川上の外国人実習生 入管、受け入れ停止処分 組合解散決定

信濃毎日WEB 12月02日(火)

 レタスなど高原野菜の栽培が盛んな長野県南佐久郡川上村で、国の制度に基づき農作業に携わる外国人技能実習生を受け入れていた「川上村農林業振興事業協同組合」が9月、東京入国管理局から5年間の受け入れ停止処分を受け、11月の臨時総会で解散を決定していたことが1日、関係者への取材で分かった。

 同入管は取材に「必要な措置を講じた」とし、処分の理由を明らかにしていない。同組合の役員の1人は取材に、実習生の在留資格で来日したのに農作業に携わらない者がいたなどの問題があったためと同入管から説明を受けたとしている。

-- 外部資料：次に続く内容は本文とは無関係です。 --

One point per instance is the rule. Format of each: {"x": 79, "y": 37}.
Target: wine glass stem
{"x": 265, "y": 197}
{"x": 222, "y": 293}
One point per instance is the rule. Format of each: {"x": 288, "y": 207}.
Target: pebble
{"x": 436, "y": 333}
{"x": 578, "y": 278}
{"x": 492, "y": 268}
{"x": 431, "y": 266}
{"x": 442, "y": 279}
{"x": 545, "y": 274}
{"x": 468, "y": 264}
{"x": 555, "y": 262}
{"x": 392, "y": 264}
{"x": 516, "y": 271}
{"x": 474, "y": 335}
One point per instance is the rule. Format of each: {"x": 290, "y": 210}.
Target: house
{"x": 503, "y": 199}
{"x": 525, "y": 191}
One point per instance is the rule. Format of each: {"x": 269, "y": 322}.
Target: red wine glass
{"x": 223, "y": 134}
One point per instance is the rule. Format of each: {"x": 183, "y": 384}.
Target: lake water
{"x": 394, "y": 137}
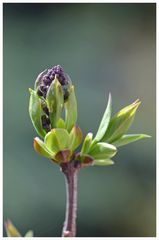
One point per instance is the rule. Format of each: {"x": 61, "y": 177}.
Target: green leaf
{"x": 103, "y": 151}
{"x": 103, "y": 162}
{"x": 29, "y": 234}
{"x": 121, "y": 122}
{"x": 75, "y": 137}
{"x": 35, "y": 111}
{"x": 55, "y": 102}
{"x": 71, "y": 110}
{"x": 86, "y": 144}
{"x": 42, "y": 149}
{"x": 129, "y": 138}
{"x": 11, "y": 230}
{"x": 105, "y": 121}
{"x": 57, "y": 139}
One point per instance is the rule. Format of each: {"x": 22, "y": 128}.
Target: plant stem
{"x": 71, "y": 172}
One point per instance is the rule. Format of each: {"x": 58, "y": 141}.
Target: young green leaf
{"x": 42, "y": 149}
{"x": 129, "y": 138}
{"x": 35, "y": 111}
{"x": 57, "y": 139}
{"x": 103, "y": 151}
{"x": 105, "y": 121}
{"x": 70, "y": 110}
{"x": 55, "y": 102}
{"x": 103, "y": 162}
{"x": 63, "y": 156}
{"x": 120, "y": 123}
{"x": 86, "y": 144}
{"x": 75, "y": 137}
{"x": 29, "y": 234}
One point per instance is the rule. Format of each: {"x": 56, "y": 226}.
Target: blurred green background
{"x": 104, "y": 48}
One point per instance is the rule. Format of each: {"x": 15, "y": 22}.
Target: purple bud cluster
{"x": 47, "y": 79}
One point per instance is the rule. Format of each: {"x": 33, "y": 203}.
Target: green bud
{"x": 120, "y": 123}
{"x": 70, "y": 109}
{"x": 55, "y": 102}
{"x": 103, "y": 151}
{"x": 35, "y": 112}
{"x": 41, "y": 148}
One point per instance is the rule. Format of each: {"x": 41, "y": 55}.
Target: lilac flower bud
{"x": 48, "y": 78}
{"x": 46, "y": 123}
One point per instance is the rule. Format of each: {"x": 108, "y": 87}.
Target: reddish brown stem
{"x": 70, "y": 171}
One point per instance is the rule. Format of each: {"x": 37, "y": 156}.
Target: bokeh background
{"x": 104, "y": 48}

 日弁連は1日、川上村内で高原野菜生産などに携わった中国人男性が書いたとされる、人権侵害を訴える2012年10月の投書を基に独自に調査した結果を公表した。

 報告書によると、実習生などの在留資格で来日した中国人の中に、農作業には関わらずにほかの実習生を管理する「班長」という立場の者がいた。また、「班長」は、実習生がほかの農家の実習生と話をしたり、寄宿舎を訪れることなどを禁止し、違反した場合に、中国側の実習生送り出し機関が給与から「罰金」を天引きしていたと指摘。川上村農林業振興事業協同組合はそれを黙認していたなどとした。

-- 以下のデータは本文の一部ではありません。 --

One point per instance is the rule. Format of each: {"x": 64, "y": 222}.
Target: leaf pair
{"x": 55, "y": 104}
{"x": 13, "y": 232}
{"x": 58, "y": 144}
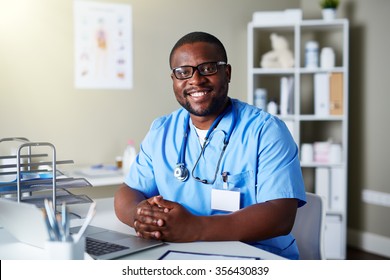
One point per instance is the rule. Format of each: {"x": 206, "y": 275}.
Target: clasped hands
{"x": 157, "y": 218}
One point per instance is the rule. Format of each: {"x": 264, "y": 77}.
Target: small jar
{"x": 311, "y": 54}
{"x": 260, "y": 100}
{"x": 327, "y": 58}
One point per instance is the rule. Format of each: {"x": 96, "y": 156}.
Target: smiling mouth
{"x": 198, "y": 93}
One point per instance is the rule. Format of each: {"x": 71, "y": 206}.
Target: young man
{"x": 217, "y": 168}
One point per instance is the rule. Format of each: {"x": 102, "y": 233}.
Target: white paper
{"x": 103, "y": 45}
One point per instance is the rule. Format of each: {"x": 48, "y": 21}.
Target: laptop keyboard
{"x": 98, "y": 248}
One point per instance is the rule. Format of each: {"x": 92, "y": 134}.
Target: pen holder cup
{"x": 57, "y": 250}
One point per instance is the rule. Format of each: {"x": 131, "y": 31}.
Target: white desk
{"x": 97, "y": 177}
{"x": 10, "y": 248}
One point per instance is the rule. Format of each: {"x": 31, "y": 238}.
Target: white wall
{"x": 37, "y": 96}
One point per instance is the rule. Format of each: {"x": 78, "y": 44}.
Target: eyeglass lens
{"x": 204, "y": 69}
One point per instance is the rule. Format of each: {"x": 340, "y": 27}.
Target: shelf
{"x": 312, "y": 118}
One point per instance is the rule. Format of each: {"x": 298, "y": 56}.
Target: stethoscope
{"x": 181, "y": 171}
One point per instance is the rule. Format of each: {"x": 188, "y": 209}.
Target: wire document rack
{"x": 29, "y": 173}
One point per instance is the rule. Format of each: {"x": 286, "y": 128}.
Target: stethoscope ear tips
{"x": 181, "y": 172}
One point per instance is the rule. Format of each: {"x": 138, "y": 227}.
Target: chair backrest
{"x": 308, "y": 228}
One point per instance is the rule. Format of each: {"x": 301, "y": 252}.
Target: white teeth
{"x": 197, "y": 94}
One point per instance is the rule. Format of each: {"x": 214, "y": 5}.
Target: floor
{"x": 357, "y": 254}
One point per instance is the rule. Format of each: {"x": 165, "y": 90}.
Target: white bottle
{"x": 129, "y": 156}
{"x": 272, "y": 107}
{"x": 261, "y": 98}
{"x": 327, "y": 58}
{"x": 311, "y": 54}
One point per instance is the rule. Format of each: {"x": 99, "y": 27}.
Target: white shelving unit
{"x": 325, "y": 178}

 日弁連の指摘について、同組合役員は取材に「確かに『班長制度』は過去に存在していた」と認めた上で、「是正をした」と述べた。一方、罰金制度については「なかった」としている。

 日弁連はこれまでも、外国人技能実習制度について、実習生が低賃金で働かされるといった問題があるほか、実際は実習生を非熟練労働の労働力不足解消のために利用しているなどとして、国に制度廃止を求めていた。今回の調査を踏まえ、あらためて法務省、厚生労働省に実態調査や再発防止、制度廃止を求めた。

 両省は制度を維持しつつ、監督の在り方などを見直し、来年度中に新制度に移行するとの考えを示している。